The final plan hinges less on the harvest and more on the Stage 2 Family Growth action.  The earliest this space can show up is Round 5, and in a five-player game one space can be used as a Family Growth action beginning in Round 5.  These are hotly contested spaces, though they come with the stipulation of you having room in your home for the newborn in order to go there.  Building the extra room before the first harvest will give you strategic positioning on this space, particularly if you are the only person who has an extra room, as you can use your last person to grow your family while using your first person to take other contested spaces.  This path also can be done in three spaces: Reed (2), Wood (5), and Build a Room and/or Stables.   

While this plan won't net you free animals or grain, having extra people to place will give you extra actions during the game.  Many times you can just use the person to Take a Grain or Sheep during worker placement.  Extra workers do cost more food every harvest, but going to Day Laborer or Fishing, spots that tend to be less contested later in the game, will often just pay for any extra food that person would cost you in the harvest.  Family members are also worth 3VP at the end of the game, so growing your house and family will also net you a good chunk of points at the end of the game, in addition to allowing you to take more actions.
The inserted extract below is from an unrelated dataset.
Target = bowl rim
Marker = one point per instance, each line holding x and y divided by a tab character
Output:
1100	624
One final goal you may want to shoot for is building a Fireplace/CH before the harvest, which will likely take two spaces: Clay (2+) and Major/Minor Improvement.  This is a decent addition to any starting strategy since Clay tends to be less contested early on than other resources, though getting an early Fireplace will give you a good cushion in the first and subsequent harvest in terms of ways to get food (remember, animal spaces essentially become huge Food spaces).

Lets put it all together to see what your first eight actions might look like focusing on these goals, with a little luck:

  1. Wood (3)
  2. Take a Grain
  3. Reed (2)
  4. Plow a Field
  5. Wood (3)
  6. Day Laborer/Fishing
  7. Sow and/or Bake Bread
  8. Build Rooms and/or Stables

In this scenario, you'll enter the first harvest with a planted field and a three room wooden house, giving you position to grow your family in round 5 if the Family Growth action space comes up.  This plan is somewhat ambitious as it requires some good timing to snag the Reed space while it has two resources on it, but other scenarios could replace steps 3 & 8 with Clay (2) and Major/Minor for a Fireplace, or Fences and Sheep (2) for a pasture and breeding phase.  This scenario also ignores cards you have in your hand that you may want to play early, which may heavily influence your play.  As such, all of the plays are what I would refer to as "on-board," meaning they are reliant not on your personal collection of cards, but competing "on the board" for community resources, which is something I will go over in my next article.

Hope you enjoyed, and are ready to tackle your first four turns in Agricola!

*Parentheses after an action designates an accumulating resource space that has that many resources.  "Sheep (2)" refers to the accumulating "Sheep" Action Space that has at least 2 Sheep on it.